Posted by Katie McLaughlin on May 12, 2019

TL;DR:

pip install datasette sqlite-utils 
sqlite-utils insert SQLITE_DB.db TABLE_NAME FILE.JSON
datasette serve SQLITE_DB.db

lets you introspect a JSON file in datasette, like magic ✨🎩✨


Simon Willison gave a wonderful talk at PyCon US 2019 entitled Instant serverless APIs, powered by SQLite, where he demonstrated taking SQLite databases and visualising them with his project datasette.

He also mentioned a package he wrote, csvs-to-sqlite, which as the name suggests, converts csv files into SQLite databases.

Given this, you can take your CSV files and import them easily into datasette, which gives a rich environment in which to explore the data.

At the moment PyCon AU 2019 is in review period, and we are using Pretalx, which provides a JSON API to inspect data.

Earlier this morning I spent a bunch of time using this API and wrote a pipeline (NOTE: hacky code) that would take submission and review data and generate a XLSX file that I could then import into Google Sheets to share/edit as I wanted. This took me a few hours, and I learnt some things along the way (like ExcelWriter).

I like Google Sheets (and Microsoft Excel when I have access to it) because I can use my Excel-foo to manipulate data and share the results with others.

Excel-foo isn’t my only superpower; I’m also adept at SQL. So when I watched Simon’s talk, I asked if there’s a way to convert from JSON to SQLite and then import into datasette. Turns out, he’s also written sqlite-utils, which gives a CLI to import JSON directly into SQLite.

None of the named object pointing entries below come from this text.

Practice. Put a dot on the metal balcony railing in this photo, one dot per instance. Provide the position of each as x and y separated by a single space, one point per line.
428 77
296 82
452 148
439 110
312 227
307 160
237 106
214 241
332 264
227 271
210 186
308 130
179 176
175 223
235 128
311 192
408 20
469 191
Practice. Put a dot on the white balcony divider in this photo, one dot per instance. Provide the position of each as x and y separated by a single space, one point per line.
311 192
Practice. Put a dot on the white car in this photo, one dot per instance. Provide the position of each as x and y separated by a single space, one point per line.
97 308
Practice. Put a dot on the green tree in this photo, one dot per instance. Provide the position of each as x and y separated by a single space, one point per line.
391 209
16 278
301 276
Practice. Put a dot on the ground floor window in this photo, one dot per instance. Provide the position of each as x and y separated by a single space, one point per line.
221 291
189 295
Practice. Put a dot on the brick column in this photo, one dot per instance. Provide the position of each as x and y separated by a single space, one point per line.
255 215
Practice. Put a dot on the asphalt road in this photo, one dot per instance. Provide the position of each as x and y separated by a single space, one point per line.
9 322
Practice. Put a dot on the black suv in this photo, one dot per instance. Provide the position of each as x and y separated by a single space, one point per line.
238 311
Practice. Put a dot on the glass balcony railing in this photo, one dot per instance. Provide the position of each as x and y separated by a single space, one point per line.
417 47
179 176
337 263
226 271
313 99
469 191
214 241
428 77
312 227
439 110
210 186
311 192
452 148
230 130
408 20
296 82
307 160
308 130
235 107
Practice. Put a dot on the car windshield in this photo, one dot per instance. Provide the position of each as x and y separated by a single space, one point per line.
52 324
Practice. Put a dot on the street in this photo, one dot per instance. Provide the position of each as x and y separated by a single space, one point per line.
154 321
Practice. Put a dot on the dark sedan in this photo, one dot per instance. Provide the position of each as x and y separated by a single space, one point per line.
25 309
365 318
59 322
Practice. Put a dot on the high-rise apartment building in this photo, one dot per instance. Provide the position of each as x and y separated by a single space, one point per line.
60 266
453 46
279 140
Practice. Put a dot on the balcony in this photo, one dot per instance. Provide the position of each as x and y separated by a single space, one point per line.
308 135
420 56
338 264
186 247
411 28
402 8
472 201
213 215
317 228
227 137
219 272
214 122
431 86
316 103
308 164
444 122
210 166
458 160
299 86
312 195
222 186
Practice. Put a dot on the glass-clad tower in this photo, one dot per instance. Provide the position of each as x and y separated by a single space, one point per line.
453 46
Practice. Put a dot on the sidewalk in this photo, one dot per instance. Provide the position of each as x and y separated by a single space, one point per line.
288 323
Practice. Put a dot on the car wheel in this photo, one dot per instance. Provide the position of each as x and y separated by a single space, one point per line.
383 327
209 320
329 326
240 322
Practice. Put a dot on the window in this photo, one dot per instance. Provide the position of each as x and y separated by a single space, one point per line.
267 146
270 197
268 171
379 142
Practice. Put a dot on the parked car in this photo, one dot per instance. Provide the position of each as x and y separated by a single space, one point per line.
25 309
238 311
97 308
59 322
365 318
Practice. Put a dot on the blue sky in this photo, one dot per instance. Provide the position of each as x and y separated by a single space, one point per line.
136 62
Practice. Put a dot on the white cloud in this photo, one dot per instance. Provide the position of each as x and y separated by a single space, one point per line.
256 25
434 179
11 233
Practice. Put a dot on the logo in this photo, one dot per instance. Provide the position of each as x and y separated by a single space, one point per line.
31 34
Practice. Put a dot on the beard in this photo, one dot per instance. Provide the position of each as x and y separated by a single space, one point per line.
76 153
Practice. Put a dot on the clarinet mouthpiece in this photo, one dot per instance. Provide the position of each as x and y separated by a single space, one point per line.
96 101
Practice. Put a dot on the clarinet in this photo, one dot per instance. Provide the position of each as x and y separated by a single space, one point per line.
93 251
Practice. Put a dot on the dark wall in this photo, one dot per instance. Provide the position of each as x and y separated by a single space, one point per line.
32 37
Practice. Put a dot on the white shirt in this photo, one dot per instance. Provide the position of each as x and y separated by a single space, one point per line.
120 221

Therefore, it’s simple as heck to get any JSON API data into datasette:

First, you need to get the data from your API into JSON. That may involve credentials, pagination, etc.

import requests
import json
import os

EVENT = "YourEventName"
PRETALX_TOKEN = os.environ.get("PRETALX_API", None)

def slug(s):
    return "https://pretalx.com/api/events/%s/%s?limit=100" % (EVENT, s)


def get(uri):
    resp = requests.get(uri, headers={"Authorization": "Token %s" % PRETALX_TOKEN})
    if resp.ok:
        return resp.json()
    else:
        print(resp.text)
        return {}


def save_data(name):
    resp = get(uri=slug(name))
    results = resp["results"]

    while resp["next"]:
        resp = get(uri=resp["next"])
        results += resp["results"]

    with open(f"{name}.json", "w") as f:
        json.dump(results, f)

    print(f"{len(results)} {name} results saved")

save_data("submissions")
save_data("reviews")

From there, it’s a process of installing and invoking the apps:

$ pip install datasette sqlite-utils
$ sqlite-utils insert data.db submissions submissions.json
$ sqlite-utils insert data.db reviews reviews.json
$ datasette serve data.db

You then have a way to view and query your API data in datasette!